2025 episode of Tasian

"Sweet Vulnerability" is the twentieth episode of the Iranian historical drama series Tasian. Written and directed by Tina Pakravan and produced by Ali Asadzadeh, the episode premiered on the Filimo streaming platform on July 4, 2025. In the episode, Shirin Nejat turns to Houri for help in repairing her strained relationship with her father, Jamshid Nejat, while tensions within the family continue to escalate.

==Plot==
Following the events of the previous episode, Shirin seeks Houri's assistance in the hope of rebuilding her relationship with Jamshid. Believing that Houri may be able to influence her father, she turns to the one person whose connection with Jamshid has become central to the family's recent conflicts. Their interactions reveal the emotional consequences of past decisions while exposing the fragile state of the Nejat household.

Meanwhile, Amir continues to navigate the increasingly complex circumstances surrounding Shirin and her family. As personal loyalties and longstanding resentments intersect, the characters are forced to reconsider their relationships and the sacrifices they are willing to make. The episode emphasizes the emotional vulnerability of its principal characters, particularly as they struggle to reconcile affection with obligation.

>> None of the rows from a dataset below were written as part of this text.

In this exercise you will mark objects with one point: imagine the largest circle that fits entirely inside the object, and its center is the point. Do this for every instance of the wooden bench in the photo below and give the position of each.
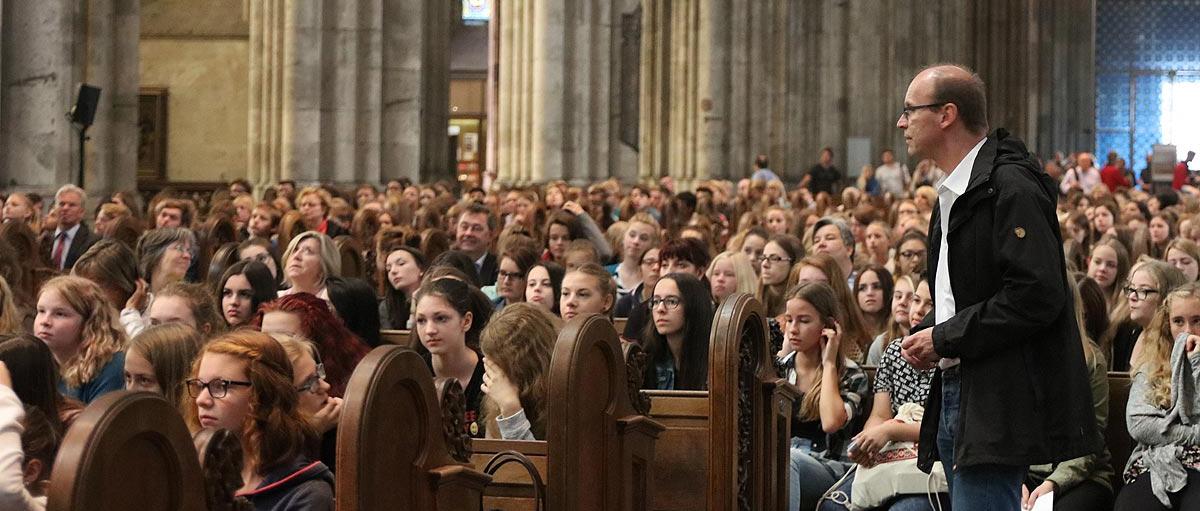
(391, 442)
(598, 449)
(127, 451)
(726, 448)
(399, 337)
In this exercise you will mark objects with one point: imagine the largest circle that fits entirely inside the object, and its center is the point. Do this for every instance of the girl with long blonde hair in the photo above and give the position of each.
(1161, 413)
(832, 386)
(76, 322)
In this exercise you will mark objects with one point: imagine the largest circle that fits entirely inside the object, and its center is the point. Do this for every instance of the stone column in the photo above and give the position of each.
(713, 89)
(348, 91)
(112, 44)
(301, 120)
(415, 89)
(492, 95)
(556, 108)
(36, 139)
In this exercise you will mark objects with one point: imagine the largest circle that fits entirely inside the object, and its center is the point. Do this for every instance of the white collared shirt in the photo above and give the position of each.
(479, 263)
(948, 191)
(66, 242)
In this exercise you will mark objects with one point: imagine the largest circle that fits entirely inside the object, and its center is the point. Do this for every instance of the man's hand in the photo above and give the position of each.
(328, 416)
(1192, 346)
(1029, 498)
(503, 392)
(137, 300)
(573, 208)
(869, 443)
(918, 349)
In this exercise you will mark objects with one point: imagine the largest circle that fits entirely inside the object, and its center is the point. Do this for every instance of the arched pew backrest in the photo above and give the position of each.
(750, 409)
(454, 408)
(600, 449)
(635, 372)
(618, 324)
(352, 256)
(391, 451)
(221, 462)
(399, 337)
(1116, 434)
(127, 451)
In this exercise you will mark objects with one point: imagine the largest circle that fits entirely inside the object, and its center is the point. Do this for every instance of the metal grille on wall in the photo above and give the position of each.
(1147, 77)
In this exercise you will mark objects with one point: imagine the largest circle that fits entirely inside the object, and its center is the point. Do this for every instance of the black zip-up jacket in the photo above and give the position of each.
(1025, 395)
(300, 486)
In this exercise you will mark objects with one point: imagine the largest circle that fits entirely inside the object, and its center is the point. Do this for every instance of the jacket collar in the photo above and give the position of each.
(981, 172)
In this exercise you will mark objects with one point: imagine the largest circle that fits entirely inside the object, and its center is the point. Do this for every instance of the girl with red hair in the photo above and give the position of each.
(307, 316)
(243, 382)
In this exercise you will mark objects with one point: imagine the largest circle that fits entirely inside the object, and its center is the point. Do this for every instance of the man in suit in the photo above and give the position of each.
(473, 235)
(72, 236)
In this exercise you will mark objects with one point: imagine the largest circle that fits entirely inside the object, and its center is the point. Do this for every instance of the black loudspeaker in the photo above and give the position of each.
(84, 110)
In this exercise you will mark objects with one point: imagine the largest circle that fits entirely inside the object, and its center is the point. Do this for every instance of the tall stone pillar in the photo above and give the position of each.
(558, 64)
(36, 139)
(348, 91)
(415, 89)
(112, 42)
(265, 145)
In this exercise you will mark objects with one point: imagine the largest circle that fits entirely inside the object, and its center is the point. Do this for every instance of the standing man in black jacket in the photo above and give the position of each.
(1012, 389)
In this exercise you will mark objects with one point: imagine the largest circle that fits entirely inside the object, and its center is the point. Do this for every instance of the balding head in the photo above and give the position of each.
(960, 86)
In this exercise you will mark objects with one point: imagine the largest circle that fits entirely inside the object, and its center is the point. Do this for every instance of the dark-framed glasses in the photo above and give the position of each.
(311, 383)
(907, 110)
(1139, 293)
(217, 388)
(772, 258)
(671, 302)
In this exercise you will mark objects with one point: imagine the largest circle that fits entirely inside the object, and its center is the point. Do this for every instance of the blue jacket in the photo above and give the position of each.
(299, 486)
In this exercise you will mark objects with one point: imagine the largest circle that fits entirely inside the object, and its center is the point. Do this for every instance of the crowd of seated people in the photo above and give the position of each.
(251, 313)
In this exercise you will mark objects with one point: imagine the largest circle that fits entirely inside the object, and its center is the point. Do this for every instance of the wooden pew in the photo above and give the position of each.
(399, 337)
(391, 449)
(127, 451)
(726, 448)
(599, 449)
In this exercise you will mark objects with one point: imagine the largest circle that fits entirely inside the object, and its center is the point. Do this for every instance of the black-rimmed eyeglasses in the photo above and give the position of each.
(909, 110)
(313, 382)
(217, 388)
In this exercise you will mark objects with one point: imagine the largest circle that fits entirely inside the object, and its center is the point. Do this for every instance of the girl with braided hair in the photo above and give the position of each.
(243, 382)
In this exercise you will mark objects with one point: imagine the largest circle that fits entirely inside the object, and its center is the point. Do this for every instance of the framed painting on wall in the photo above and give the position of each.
(153, 134)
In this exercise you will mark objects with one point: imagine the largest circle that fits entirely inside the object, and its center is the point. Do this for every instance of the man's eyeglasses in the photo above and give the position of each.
(909, 110)
(671, 302)
(1140, 294)
(773, 259)
(217, 388)
(313, 382)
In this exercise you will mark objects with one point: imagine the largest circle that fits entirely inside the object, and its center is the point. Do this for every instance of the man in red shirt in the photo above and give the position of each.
(1114, 176)
(1181, 172)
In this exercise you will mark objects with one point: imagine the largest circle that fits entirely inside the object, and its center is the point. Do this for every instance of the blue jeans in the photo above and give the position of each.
(811, 475)
(985, 487)
(900, 503)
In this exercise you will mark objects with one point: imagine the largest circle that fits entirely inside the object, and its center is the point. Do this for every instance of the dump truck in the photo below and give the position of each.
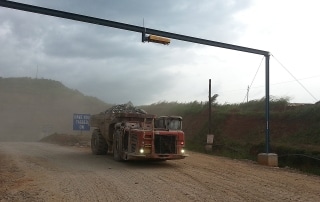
(133, 134)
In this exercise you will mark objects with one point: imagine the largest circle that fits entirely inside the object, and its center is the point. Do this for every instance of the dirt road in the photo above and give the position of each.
(47, 172)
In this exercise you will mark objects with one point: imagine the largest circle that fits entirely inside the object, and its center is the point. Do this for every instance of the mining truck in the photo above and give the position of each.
(132, 134)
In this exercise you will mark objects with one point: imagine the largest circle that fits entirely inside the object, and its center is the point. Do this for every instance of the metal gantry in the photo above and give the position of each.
(143, 31)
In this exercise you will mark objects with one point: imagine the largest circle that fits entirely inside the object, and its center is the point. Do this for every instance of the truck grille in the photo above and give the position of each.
(165, 144)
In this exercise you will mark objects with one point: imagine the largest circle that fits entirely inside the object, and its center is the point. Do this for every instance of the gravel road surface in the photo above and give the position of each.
(47, 172)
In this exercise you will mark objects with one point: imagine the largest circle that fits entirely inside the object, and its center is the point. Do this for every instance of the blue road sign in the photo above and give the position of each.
(81, 122)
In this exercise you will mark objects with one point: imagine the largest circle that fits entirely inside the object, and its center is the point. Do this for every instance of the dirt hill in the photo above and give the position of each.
(33, 108)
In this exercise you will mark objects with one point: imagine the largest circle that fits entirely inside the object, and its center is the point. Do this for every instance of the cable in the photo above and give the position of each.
(249, 87)
(295, 78)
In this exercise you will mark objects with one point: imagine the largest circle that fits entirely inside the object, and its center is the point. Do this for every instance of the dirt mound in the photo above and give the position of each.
(125, 108)
(66, 139)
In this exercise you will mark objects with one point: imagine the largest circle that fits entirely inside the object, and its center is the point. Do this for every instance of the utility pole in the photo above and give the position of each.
(248, 93)
(209, 106)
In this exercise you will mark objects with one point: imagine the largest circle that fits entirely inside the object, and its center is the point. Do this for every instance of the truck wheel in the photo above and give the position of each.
(99, 145)
(117, 146)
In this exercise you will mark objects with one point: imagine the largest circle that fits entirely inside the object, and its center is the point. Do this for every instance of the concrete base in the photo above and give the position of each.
(268, 159)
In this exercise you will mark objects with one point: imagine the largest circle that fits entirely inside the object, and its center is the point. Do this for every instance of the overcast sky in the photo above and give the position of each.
(116, 67)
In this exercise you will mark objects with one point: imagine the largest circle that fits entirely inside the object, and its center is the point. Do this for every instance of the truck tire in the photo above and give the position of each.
(99, 145)
(117, 145)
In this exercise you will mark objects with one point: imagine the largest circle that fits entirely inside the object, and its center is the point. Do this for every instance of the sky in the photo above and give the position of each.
(116, 67)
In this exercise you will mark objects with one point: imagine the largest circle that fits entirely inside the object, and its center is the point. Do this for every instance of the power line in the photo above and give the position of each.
(295, 78)
(249, 87)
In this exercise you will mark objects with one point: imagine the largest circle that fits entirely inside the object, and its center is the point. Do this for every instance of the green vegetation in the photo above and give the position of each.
(239, 130)
(32, 109)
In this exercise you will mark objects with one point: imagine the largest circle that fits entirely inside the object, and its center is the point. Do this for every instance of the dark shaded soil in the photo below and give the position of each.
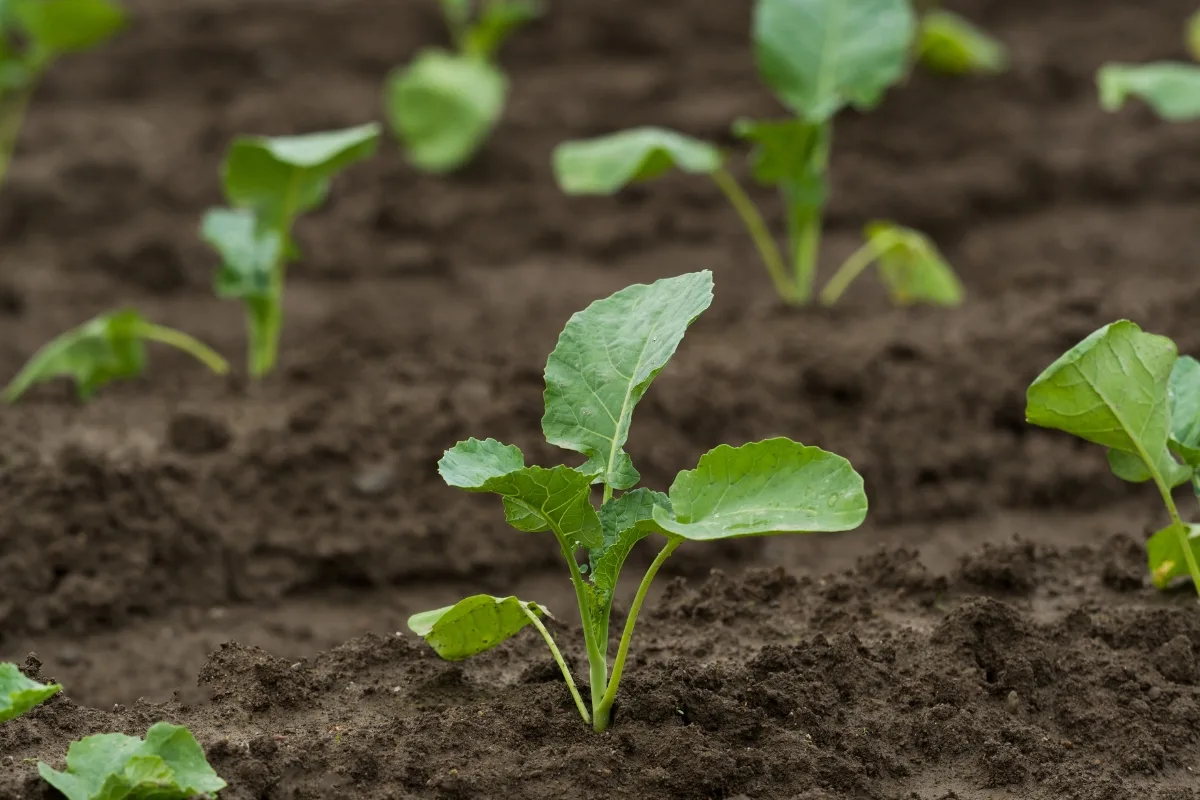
(179, 511)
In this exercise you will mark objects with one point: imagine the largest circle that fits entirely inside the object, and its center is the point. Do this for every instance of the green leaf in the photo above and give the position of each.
(169, 764)
(768, 487)
(821, 55)
(951, 44)
(472, 625)
(282, 176)
(443, 107)
(18, 693)
(609, 163)
(58, 26)
(606, 359)
(1165, 557)
(911, 266)
(1111, 389)
(249, 253)
(1171, 89)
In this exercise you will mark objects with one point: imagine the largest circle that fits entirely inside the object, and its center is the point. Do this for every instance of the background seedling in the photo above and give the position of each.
(269, 182)
(605, 360)
(443, 106)
(817, 56)
(33, 35)
(107, 348)
(18, 693)
(168, 764)
(1132, 392)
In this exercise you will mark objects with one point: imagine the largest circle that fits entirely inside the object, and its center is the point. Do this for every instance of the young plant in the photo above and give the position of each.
(443, 106)
(111, 347)
(268, 184)
(1170, 88)
(1132, 392)
(605, 360)
(819, 56)
(18, 693)
(168, 764)
(33, 35)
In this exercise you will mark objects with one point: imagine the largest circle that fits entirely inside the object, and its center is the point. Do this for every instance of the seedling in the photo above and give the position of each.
(111, 347)
(18, 693)
(168, 764)
(33, 35)
(605, 360)
(1170, 88)
(1132, 392)
(268, 184)
(819, 56)
(443, 106)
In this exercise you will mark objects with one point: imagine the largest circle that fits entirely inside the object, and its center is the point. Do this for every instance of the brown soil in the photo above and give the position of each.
(177, 512)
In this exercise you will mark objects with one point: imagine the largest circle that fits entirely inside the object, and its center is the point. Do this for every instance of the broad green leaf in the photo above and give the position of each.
(1165, 557)
(249, 253)
(821, 55)
(472, 625)
(1111, 389)
(606, 359)
(951, 44)
(58, 26)
(1171, 89)
(169, 764)
(911, 266)
(609, 163)
(443, 107)
(18, 693)
(768, 487)
(282, 176)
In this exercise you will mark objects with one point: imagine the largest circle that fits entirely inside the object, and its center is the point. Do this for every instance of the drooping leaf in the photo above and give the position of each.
(1171, 89)
(609, 163)
(59, 26)
(606, 359)
(169, 764)
(1165, 557)
(443, 107)
(282, 176)
(952, 44)
(18, 693)
(472, 625)
(911, 266)
(768, 487)
(821, 55)
(1111, 389)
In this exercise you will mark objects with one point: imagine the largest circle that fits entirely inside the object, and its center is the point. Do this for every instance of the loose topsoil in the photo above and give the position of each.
(988, 633)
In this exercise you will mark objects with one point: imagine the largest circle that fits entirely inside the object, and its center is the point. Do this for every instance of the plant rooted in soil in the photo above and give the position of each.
(858, 49)
(605, 360)
(1132, 392)
(168, 764)
(33, 35)
(269, 182)
(443, 106)
(107, 348)
(19, 693)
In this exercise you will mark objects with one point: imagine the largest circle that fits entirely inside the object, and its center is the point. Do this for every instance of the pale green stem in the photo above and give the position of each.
(847, 272)
(759, 232)
(562, 663)
(184, 342)
(603, 710)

As Shirin's efforts to heal the divisions within her family encounter new obstacles, the episode further develops the interpersonal conflicts that define the latter part of the season and sets the stage for the political developments of "Purge".

==Production==
The episode was written and directed by Tina Pakravan and produced by Ali Asadzadeh. Like the rest of the series, it combines romantic melodrama with the social and political atmosphere of Iran during the final years of the Pahlavi era, placing particular emphasis on family relationships and emotional conflict.

==Release==
"Sweet Vulnerability" premiered on Filimo on July 4, 2025, as the twentieth episode of the first season of Tasian. The episode continued the series' weekly Friday release schedule and preceded the twenty-first episode, "Purge", released on July 11, 2025.